Following two deaths and several positive cases, India is stepping up efforts to contain an epidemic of the dreaded Nipah virus. What do we know about this virus? What real threat does it represent?
How is the Nipah virus transmitted?
The Nipah virus can be transmitted to humans by an animal (bats, pigs, etc.) or by contaminated food. This is a zoonotic virus. But it can also be transmitted from one person to another. Even if the outbreaks have not been significant or numerous so far, this virus is worrying in more than one way.
“It can infect a large number of animal species and causes serious illness and death in humans, making it a public health concern.“, already reported the World Health Organization (WHO) in its 2018 report. It had already included the Nipah virus in the priority diseases on which scientific and medical research should focus.
What are the symptoms ?
According to the WHO, the clinical picture of Nipah virus can be symptomatic or asymptomatic. The incubation time would be 4 to 14 days and in more serious cases 45 days. Most often, initially, infected people present the following symptoms:
- Fever ;
- Muscle pain;
- Vomitings ;
- Sore throat.
Other signs may then appear:
- Dizziness ;
- Alteration of the state of consciousness;
- Atypical pneumonia;
- Acute respiratory failure;
In the most serious cases, brain infection (encephalitis) and seizures which can lead to coma within 48 hours have been reported. The case fatality rate is between 40% and 75%.
“As always with these viral infections, the initial symptoms of infection are not specific and the disease is often not suspected during consultation.” says Dr. Gérald Kierzek, emergency doctor and medical director of TipsForWomens. “No test is therefore carried out and therefore the real cases are probably more numerous, distorting all the data and in particular the overestimated fatality rate.“.
Most patients who survive acute encephalitis recover completely, but long-term neurological conditions have been reported among survivors. Nearly one in five patients has neurological after-effects, such as convulsive disorders and personality changes. In a small number of cases, cured individuals subsequently suffer a relapse or late-onset encephalitis.

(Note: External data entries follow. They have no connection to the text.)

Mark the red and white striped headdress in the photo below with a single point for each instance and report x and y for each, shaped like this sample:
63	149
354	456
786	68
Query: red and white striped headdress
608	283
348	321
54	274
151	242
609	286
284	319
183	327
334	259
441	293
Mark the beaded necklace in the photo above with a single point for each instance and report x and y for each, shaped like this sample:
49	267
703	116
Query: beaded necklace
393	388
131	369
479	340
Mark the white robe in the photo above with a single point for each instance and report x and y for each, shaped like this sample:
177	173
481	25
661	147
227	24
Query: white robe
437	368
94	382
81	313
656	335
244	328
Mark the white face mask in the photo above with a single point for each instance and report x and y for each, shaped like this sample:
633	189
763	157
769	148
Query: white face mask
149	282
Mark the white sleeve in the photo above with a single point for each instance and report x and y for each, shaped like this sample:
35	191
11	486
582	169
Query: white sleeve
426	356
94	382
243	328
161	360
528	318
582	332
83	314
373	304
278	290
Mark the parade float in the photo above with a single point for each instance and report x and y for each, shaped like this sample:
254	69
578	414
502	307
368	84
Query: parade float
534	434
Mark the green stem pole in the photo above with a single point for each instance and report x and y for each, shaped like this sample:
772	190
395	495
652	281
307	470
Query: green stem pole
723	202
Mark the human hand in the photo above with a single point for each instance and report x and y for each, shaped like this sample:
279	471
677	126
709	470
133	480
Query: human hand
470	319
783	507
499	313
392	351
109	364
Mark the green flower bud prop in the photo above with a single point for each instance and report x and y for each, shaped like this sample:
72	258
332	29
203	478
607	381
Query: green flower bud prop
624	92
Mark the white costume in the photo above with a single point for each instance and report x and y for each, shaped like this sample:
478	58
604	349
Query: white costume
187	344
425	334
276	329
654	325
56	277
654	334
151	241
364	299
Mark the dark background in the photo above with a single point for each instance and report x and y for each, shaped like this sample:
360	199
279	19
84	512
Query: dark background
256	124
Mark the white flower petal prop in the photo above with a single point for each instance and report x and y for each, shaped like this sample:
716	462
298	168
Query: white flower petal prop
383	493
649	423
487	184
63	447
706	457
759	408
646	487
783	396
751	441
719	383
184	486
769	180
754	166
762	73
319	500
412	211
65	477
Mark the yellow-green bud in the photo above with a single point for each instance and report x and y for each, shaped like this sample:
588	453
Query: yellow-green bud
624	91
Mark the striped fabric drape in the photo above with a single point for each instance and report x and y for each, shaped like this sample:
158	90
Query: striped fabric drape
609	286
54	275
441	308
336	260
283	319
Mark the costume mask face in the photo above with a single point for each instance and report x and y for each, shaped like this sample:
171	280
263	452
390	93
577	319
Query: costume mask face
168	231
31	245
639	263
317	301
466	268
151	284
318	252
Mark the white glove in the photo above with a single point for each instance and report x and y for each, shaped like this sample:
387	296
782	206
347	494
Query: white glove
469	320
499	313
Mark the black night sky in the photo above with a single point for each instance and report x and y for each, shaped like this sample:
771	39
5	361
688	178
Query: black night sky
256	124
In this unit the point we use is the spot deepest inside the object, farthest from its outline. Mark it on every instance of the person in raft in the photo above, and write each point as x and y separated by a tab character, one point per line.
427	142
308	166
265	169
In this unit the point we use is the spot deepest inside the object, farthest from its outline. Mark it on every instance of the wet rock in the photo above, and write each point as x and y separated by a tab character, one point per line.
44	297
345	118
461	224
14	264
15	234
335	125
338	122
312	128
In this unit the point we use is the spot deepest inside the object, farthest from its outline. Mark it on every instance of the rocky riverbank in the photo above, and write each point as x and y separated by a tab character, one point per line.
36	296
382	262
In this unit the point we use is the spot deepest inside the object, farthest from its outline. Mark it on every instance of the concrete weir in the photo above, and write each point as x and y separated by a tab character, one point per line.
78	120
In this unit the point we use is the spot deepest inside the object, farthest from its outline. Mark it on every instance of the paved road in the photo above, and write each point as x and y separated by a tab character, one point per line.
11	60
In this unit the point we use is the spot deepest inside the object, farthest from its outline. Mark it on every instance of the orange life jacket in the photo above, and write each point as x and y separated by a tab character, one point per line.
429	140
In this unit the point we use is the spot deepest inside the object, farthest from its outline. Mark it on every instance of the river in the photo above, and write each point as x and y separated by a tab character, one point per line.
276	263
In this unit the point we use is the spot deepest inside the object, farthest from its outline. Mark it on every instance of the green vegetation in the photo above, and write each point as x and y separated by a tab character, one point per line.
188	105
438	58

How is the Nipah virus transmitted?
The Nipah virus was first detected in 1999 in Malaysia among pig farmers, explains the WHO. There were no other cases after this cluster in the country. Several outbreaks have also occurred in Bangladesh since 2001, as well as in India.
Concerning the outbreaks in Malaysia and Singapore, the WHO specifies that “Most human infections have resulted from direct contact with sick pigs or their contaminated tissues. Transmission is believed to have occurred through contact with pig secretions or with tissues from a diseased animal“. Concerning those which occurred later in Bangladesh, the probable source of infection was the consumption of fruit or fruit juice contaminated with the urine or saliva of infected bats.
Since last month in India in the state of Kerala, 2 deaths and 4 positive cases were recorded. Local authorities are trying to contain the epidemic through a testing campaign, the closure of schools… This is only the 4th outbreak to affect the region in five years and the 17th in India since 2018.
Regarding contagion between humans, rare studies suggest close contact with the secretions or excretions of a patient positive for the virus.
According to the WHO: “Other regions could be at risk, as serological signs of infection have been demonstrated in the known natural reservoir of Nipah virus (Pteropus bats) and among several other bat species in many countries, including Cambodia, Ghana, Indonesia, Madagascar, Philippines and Thailand“.
What is the treatement ?
Currently there is no specific treatment or vaccine for Nipah virus. Management is limited to supportive care to treat respiratory and neurological complications.
Could the Nipah virus be the cause of a new pandemic?
The Asian origin of the virus may be reminiscent of Covid-19. However, there are several differences.
On the one hand, the Nipah virus has been known for more than 20 years and epidemics have remained very localized.
“The risk of international transmission could especially be linked to fruits or fruit-based products (raw date juice, etc.) potentially contaminated by the urine or saliva of infected bats. explains Dr. Kierzek. “But simple measures like washing or peeling fruit are effective. To date, there is therefore little risk of a new pandemic from this virus“.
We must of course monitor the situation in India but we can legitimately believe that this virus will not be the cause of a new pandemic. Until now, no case has ever been recorded in Europe.